2005-09-23 17:10:57

by Jan Kasprzak

[permalink] [raw]
Subject: PCI/IRQ regressions in 2.6.13.2

Hello,

I've tried to upgrade my Linux boxes to 2.6.13.2, and on some configurations
I have problems that IRQ stopped working or devices are not visible on
the PCI bus. These problems may be completely unrelated, though:

---------------------------------------------------------------------------
Case 1: HP DL-585 quad Opteron box - 2.6.11.10 to 2.6.13.2: The QLA 2312
fibre channel HBA is not visible on the PCI bus - here is a diff -u
between lspci on 2.6.13.2 and 2.6.11.10

--- /tmp/lspci-2.6.13.2 2005-09-23 18:16:24.000000000 +0200
+++ /tmp/lspci-2.6.11.10 2005-09-23 18:20:28.000000000 +0200
@@ -30,3 +30,12 @@
02:04.0 RAID bus controller: Compaq Computer Corporation Smart Array 5i/532 (rev 01)
02:06.0 Ethernet controller: Broadcom Corporation NetXtreme BCM5704 Gigabit Ethernet (rev 10)
02:06.1 Ethernet controller: Broadcom Corporation NetXtreme BCM5704 Gigabit Ethernet (rev 10)
+04:09.0 PCI bridge: Advanced Micro Devices [AMD] AMD-8131 PCI-X Bridge (rev 12)+04:09.1 PIC: Advanced Micro Devices [AMD] AMD-8131 PCI-X APIC (rev 01)
+04:0a.0 PCI bridge: Advanced Micro Devices [AMD] AMD-8131 PCI-X Bridge (rev 12)+04:0a.1 PIC: Advanced Micro Devices [AMD] AMD-8131 PCI-X APIC (rev 01)
+04:0b.0 PCI bridge: Advanced Micro Devices [AMD] AMD-8131 PCI-X Bridge (rev 12)+04:0b.1 PIC: Advanced Micro Devices [AMD] AMD-8131 PCI-X APIC (rev 01)
+04:0c.0 PCI bridge: Advanced Micro Devices [AMD] AMD-8131 PCI-X Bridge (rev 12)+04:0c.1 PIC: Advanced Micro Devices [AMD] AMD-8131 PCI-X APIC (rev 01)
+06:0e.0 Fibre Channel: QLogic Corp. QLA2312 Fibre Channel Adapter (rev 02)

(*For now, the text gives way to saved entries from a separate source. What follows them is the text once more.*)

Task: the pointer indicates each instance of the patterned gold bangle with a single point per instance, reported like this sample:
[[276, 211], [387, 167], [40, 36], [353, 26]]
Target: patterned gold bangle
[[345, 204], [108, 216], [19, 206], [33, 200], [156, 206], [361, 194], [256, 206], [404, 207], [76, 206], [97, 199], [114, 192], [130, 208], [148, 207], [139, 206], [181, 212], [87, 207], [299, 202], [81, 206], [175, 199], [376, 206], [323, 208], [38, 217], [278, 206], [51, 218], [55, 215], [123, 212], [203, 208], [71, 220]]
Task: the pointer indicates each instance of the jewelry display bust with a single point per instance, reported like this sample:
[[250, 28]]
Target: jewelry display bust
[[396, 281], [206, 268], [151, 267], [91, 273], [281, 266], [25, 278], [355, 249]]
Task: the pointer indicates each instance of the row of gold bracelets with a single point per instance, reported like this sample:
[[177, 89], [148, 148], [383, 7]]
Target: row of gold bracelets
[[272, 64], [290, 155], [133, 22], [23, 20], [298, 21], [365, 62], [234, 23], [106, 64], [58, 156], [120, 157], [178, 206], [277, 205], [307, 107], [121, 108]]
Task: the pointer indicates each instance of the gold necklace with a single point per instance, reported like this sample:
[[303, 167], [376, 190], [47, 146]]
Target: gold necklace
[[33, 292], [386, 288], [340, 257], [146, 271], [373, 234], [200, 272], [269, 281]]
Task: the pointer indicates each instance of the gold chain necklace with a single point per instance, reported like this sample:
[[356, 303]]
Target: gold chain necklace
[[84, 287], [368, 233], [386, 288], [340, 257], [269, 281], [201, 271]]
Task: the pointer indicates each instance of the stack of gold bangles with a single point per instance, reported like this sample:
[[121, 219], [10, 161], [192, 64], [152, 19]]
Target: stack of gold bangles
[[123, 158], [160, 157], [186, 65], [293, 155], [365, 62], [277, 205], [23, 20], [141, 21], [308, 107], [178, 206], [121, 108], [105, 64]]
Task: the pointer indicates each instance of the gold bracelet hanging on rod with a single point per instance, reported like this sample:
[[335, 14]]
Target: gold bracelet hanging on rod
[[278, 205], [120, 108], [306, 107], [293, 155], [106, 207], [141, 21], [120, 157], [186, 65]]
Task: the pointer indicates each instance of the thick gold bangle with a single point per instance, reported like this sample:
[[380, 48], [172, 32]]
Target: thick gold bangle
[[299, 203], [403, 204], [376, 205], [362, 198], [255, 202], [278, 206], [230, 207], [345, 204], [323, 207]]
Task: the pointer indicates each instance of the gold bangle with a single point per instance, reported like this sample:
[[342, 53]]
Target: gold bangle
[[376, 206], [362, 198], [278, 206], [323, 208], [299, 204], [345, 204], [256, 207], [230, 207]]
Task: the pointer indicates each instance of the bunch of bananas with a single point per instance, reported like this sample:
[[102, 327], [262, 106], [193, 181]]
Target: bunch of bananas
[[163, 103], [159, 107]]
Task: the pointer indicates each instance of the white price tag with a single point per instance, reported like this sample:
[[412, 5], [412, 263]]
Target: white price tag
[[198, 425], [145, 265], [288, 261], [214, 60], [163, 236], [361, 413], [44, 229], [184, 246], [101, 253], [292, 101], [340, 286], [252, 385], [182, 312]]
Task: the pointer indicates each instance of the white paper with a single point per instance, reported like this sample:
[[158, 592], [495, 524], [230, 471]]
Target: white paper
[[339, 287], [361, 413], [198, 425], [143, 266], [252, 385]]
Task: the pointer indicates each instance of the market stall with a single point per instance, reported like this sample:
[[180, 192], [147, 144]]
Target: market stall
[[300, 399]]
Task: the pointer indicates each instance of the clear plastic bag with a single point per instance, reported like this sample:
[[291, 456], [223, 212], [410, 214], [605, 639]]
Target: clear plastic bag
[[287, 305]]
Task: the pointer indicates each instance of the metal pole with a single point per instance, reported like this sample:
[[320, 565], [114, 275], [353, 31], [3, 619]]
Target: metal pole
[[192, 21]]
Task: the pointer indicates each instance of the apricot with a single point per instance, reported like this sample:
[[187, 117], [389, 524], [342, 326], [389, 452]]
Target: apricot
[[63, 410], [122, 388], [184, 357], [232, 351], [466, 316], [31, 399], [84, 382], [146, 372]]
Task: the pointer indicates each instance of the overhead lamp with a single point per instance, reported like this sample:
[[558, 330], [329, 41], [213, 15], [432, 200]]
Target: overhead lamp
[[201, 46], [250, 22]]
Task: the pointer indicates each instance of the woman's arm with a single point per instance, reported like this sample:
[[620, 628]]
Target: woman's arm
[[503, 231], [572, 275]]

--------------------------------------------------------------------------
Case 2: ASUS A7V600 Athlon box (I have six of those boxes, and the problem
is only on one of them): During boot the IDE controller complains
about IRQ probe failing:

Uniform Multi-Platform E-IDE driver Revision: 7.00alpha2
ide: Assuming 33MHz system bus speed for PIO modes; override with idebus=xx
VP_IDE: IDE controller at PCI slot 0000:00:0f.1
PCI: IRQ 14 for device 0000:00:0f.1 doesn't match PIRQ mask - try pci=usepirqmask
PCI: setting IRQ 14 as level-triggered
PCI: Assigned IRQ 14 for device 0000:00:0f.1
IRQ routing conflict for 0000:00:10.0, have irq 12, want irq 14
IRQ routing conflict for 0000:00:10.1, have irq 12, want irq 14
VP_IDE: chipset revision 6
VP_IDE: not 100% native mode: will probe irqs later
VP_IDE: VIA vt8237 (rev 00) IDE UDMA133 controller on pci0000:00:0f.1
ide0: BM-DMA at 0xa400-0xa407, BIOS settings: hda:DMA, hdb:pio
ide1: BM-DMA at 0xa408-0xa40f, BIOS settings: hdc:DMA, hdd:pio
hda: ST380011A, ATA DISK drive
hda: IRQ probe failed (0xffffbbfa)
hdb: IRQ probe failed (0xfffffbfa)
hdb: IRQ probe failed (0xfffffbfa)
irq 14: nobody cared (try booting with the "irqpoll" option)
[<c01306c4>] __report_bad_irq+0x24/0x80
[<c01307c2>] note_interrupt+0x72/0xc0
[<c01301b0>] __do_IRQ+0xe0/0xf0
[<c0104e59>] do_IRQ+0x19/0x30
[<c0103492>] common_interrupt+0x1a/0x20
[<c011aa50>] __do_softirq+0x30/0x90
[<c011aad6>] do_softirq+0x26/0x30
[<c0104e5e>] do_IRQ+0x1e/0x30
[<c0103492>] common_interrupt+0x1a/0x20
[<c01303a7>] setup_irq+0x77/0xf0
[<c0214da0>] ide_intr+0x0/0x170
[<c013057d>] request_irq+0x9d/0xb0
[<c0218aca>] init_irq+0x19a/0x400
[<c02191b2>] hwif_init+0xd2/0x290
[<c021873d>] probe_hwif_init_with_fixup+0x1d/0x80
[<c021ba93>] ide_setup_pci_device+0x43/0x80
[<c03623f1>] ide_scan_pcidev+0x31/0x60
[<c036243d>] ide_scan_pcibus+0x1d/0xa0
[<c03623a8>] ide_init+0x48/0x60
[<c0350897>] do_initcalls+0x57/0xc0
[<c0154205>] kern_mount+0x15/0x19
[<c0100280>] init+0x0/0x100
[<c01002aa>] init+0x2a/0x100
[<c0100f00>] kernel_thread_helper+0x0/0x10
[<c0100f05>] kernel_thread_helper+0x5/0x10
handlers:
[<c0214da0>] (ide_intr+0x0/0x170)
Disabling IRQ #14
ide0 at 0x1f0-0x1f7,0x3f6 on irq 14
hdc: WDC WD2500JB-00EVA0, ATA DISK drive
ide1 at 0x170-0x177,0x376 on irq 15
hda: max request size: 1024KiB
hda: lost interrupt
irq 14: nobody cared (try booting with the "irqpoll" option)
[...]

The pci=usepirqmask boot option seems to fix the problem.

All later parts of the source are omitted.